DeepSeek open-sources the DeepSpec framework, boosting the V4 model's speed by up to 85%.

According to Beating Monitor, DeepSeek, in collaboration with Peking University, has released a technical report on DSpark, a speculative sampling acceleration framework, and open-sourced the full-stack codebase DeepSpec. DSpark is currently deployed in DeepSeek-V4’s production services. Without compromising output quality, DSpark improves single-user generation speed by 60% to 85% for the Flash version and by 57% to 78% for the Pro version. DSpark outperforms the previous MTP-1 (Single-Token Multi-Branch Prediction) baseline, significantly increasing overall system throughput under strict latency constraints. Previously, multi-token speculative sampling was difficult to deploy in live production environments. Autoregressive draft models were too slow, while parallel draft models suffered from extremely low acceptance rates for the latter portions of long sequences due to independent predictions at each position.

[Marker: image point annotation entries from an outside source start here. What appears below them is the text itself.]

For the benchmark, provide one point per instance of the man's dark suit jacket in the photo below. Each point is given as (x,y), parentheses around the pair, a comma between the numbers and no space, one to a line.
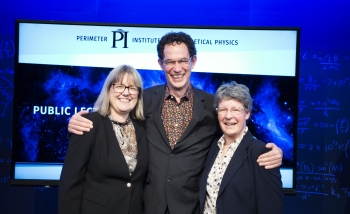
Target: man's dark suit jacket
(95,177)
(246,187)
(173,178)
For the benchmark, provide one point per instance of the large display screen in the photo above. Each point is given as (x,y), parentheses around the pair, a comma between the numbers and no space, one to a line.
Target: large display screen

Blindly validating multi-token drafts under high concurrency would cause large models to waste substantial computational resources verifying inevitably incorrect tokens, leading to severe system throughput collapse—hence, industry practice has largely been limited to single-token prediction (MTP-1). DSpark overcomes this throughput degradation bottleneck under high concurrency. First, DSpark employs DFlash, a parallel backbone network, to generate hidden states, followed by an extremely lightweight Markov head. The Markov head injects correlations between adjacent tokens at minimal cost through table lookup and a single matrix multiplication. The system also integrates a confidence prediction head and a posterior calibration algorithm. To ensure seamless compatibility with production environments’ zero-overhead scheduling and prevent future information leakage, the scheduler uses an asynchronous mechanism that dynamically determines candidate token pruning length based on predictions from two steps prior, completely preventing large models from validating high-risk tail errors under heavy loads. In addition to DSpark, DeepSeek has open-sourced DeepSpec, a codebase that natively supports open-source large models such as Qwen3 and Gemma. DeepSpec provides a complete Python toolchain covering prompt downloading, large model cache reconstruction, draft model training, and benchmark evaluation. Developers can directly use the open-source scripts to customize and deploy dedicated acceleration modules for different open-source large models locally.